The next step for policymakers should be prioritizing this kind of research, whether through funding or through regulations enacting the state statutes. With carrot and stick, governments should be encouraging more development interpretability of the internal workings of the model, not merely asking for statistical results on how often the model produces naughty words or anatomy. At the same time, regulators should realize that this science is in its infancy, and developers should not be asked to demonstrate an impossible level of understanding of their models. This is how alignment problems and things like mesa-optimizers might be detected. And it is how we might learn to be able to directly modify the behavior of models rather than relying entirely on machine learning to tweak them.
Both the AI Ethics and AI Alignment camps are served by encouraging this interpretability research.

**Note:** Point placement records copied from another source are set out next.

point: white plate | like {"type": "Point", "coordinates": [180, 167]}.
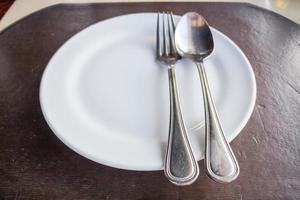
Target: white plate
{"type": "Point", "coordinates": [107, 98]}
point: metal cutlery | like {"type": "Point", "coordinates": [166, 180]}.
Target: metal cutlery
{"type": "Point", "coordinates": [180, 166]}
{"type": "Point", "coordinates": [194, 40]}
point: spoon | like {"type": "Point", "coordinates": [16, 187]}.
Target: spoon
{"type": "Point", "coordinates": [194, 40]}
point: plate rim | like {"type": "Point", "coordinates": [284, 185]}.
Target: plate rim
{"type": "Point", "coordinates": [113, 164]}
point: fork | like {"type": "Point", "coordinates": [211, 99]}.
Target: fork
{"type": "Point", "coordinates": [180, 167]}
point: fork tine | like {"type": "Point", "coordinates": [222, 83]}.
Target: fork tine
{"type": "Point", "coordinates": [171, 34]}
{"type": "Point", "coordinates": [173, 22]}
{"type": "Point", "coordinates": [165, 45]}
{"type": "Point", "coordinates": [158, 46]}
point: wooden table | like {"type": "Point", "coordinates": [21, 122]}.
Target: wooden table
{"type": "Point", "coordinates": [34, 164]}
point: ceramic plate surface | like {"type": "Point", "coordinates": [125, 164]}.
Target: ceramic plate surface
{"type": "Point", "coordinates": [106, 97]}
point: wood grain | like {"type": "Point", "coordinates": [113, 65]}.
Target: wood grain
{"type": "Point", "coordinates": [4, 6]}
{"type": "Point", "coordinates": [34, 164]}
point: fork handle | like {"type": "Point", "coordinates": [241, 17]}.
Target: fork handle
{"type": "Point", "coordinates": [181, 167]}
{"type": "Point", "coordinates": [221, 164]}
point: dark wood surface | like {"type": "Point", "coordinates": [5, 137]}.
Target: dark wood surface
{"type": "Point", "coordinates": [34, 164]}
{"type": "Point", "coordinates": [4, 6]}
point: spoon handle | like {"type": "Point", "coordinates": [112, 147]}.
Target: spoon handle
{"type": "Point", "coordinates": [181, 167]}
{"type": "Point", "coordinates": [221, 164]}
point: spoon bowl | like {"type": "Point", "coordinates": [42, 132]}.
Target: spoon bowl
{"type": "Point", "coordinates": [193, 37]}
{"type": "Point", "coordinates": [194, 40]}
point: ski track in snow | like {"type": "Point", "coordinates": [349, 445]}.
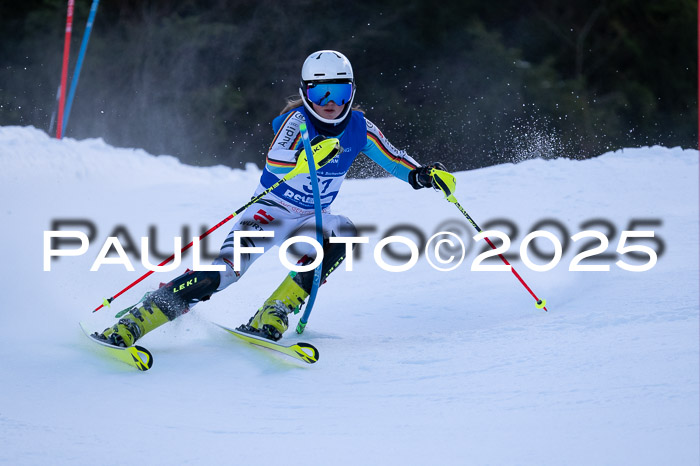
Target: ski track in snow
{"type": "Point", "coordinates": [420, 367]}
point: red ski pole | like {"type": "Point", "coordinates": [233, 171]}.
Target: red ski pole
{"type": "Point", "coordinates": [64, 70]}
{"type": "Point", "coordinates": [446, 182]}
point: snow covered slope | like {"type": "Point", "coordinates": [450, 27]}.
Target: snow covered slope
{"type": "Point", "coordinates": [419, 367]}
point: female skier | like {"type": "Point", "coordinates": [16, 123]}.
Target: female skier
{"type": "Point", "coordinates": [326, 95]}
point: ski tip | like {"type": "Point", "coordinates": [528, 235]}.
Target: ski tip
{"type": "Point", "coordinates": [143, 359]}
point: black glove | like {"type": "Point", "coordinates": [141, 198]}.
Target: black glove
{"type": "Point", "coordinates": [420, 177]}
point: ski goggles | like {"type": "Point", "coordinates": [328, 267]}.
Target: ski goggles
{"type": "Point", "coordinates": [322, 93]}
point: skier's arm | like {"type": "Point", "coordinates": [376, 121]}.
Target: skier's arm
{"type": "Point", "coordinates": [380, 150]}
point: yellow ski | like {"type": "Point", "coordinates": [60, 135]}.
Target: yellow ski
{"type": "Point", "coordinates": [136, 356]}
{"type": "Point", "coordinates": [301, 351]}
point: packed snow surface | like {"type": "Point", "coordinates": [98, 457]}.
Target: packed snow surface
{"type": "Point", "coordinates": [418, 367]}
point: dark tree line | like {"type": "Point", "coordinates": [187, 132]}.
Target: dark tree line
{"type": "Point", "coordinates": [468, 82]}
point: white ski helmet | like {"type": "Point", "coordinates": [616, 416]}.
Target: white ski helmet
{"type": "Point", "coordinates": [327, 74]}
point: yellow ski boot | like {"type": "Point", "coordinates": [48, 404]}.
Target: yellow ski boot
{"type": "Point", "coordinates": [140, 320]}
{"type": "Point", "coordinates": [271, 319]}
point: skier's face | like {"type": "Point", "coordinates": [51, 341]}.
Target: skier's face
{"type": "Point", "coordinates": [329, 111]}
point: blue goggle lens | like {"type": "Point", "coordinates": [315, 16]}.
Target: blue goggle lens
{"type": "Point", "coordinates": [322, 93]}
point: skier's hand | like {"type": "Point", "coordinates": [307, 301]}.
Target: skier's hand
{"type": "Point", "coordinates": [420, 177]}
{"type": "Point", "coordinates": [316, 140]}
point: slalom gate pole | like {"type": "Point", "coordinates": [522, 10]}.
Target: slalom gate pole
{"type": "Point", "coordinates": [301, 325]}
{"type": "Point", "coordinates": [446, 182]}
{"type": "Point", "coordinates": [64, 69]}
{"type": "Point", "coordinates": [79, 63]}
{"type": "Point", "coordinates": [302, 166]}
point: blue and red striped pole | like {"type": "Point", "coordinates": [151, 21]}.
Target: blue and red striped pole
{"type": "Point", "coordinates": [64, 70]}
{"type": "Point", "coordinates": [79, 63]}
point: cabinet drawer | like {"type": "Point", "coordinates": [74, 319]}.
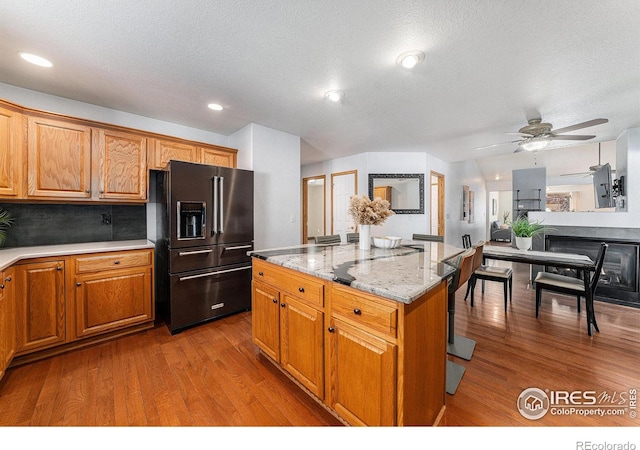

Even though the AI Ethics camp is focused more on real-world results, they need to understand that the bad real-world results can emerge unbidden from the mathematics behind how the models are trained even if there is no callous or prejudiced human actor pulling the strings. And no matter what the source, the best way to detect hidden biases in a model is the same as detecting hidden mesa-optimizers—to have a robust theory of interpretability.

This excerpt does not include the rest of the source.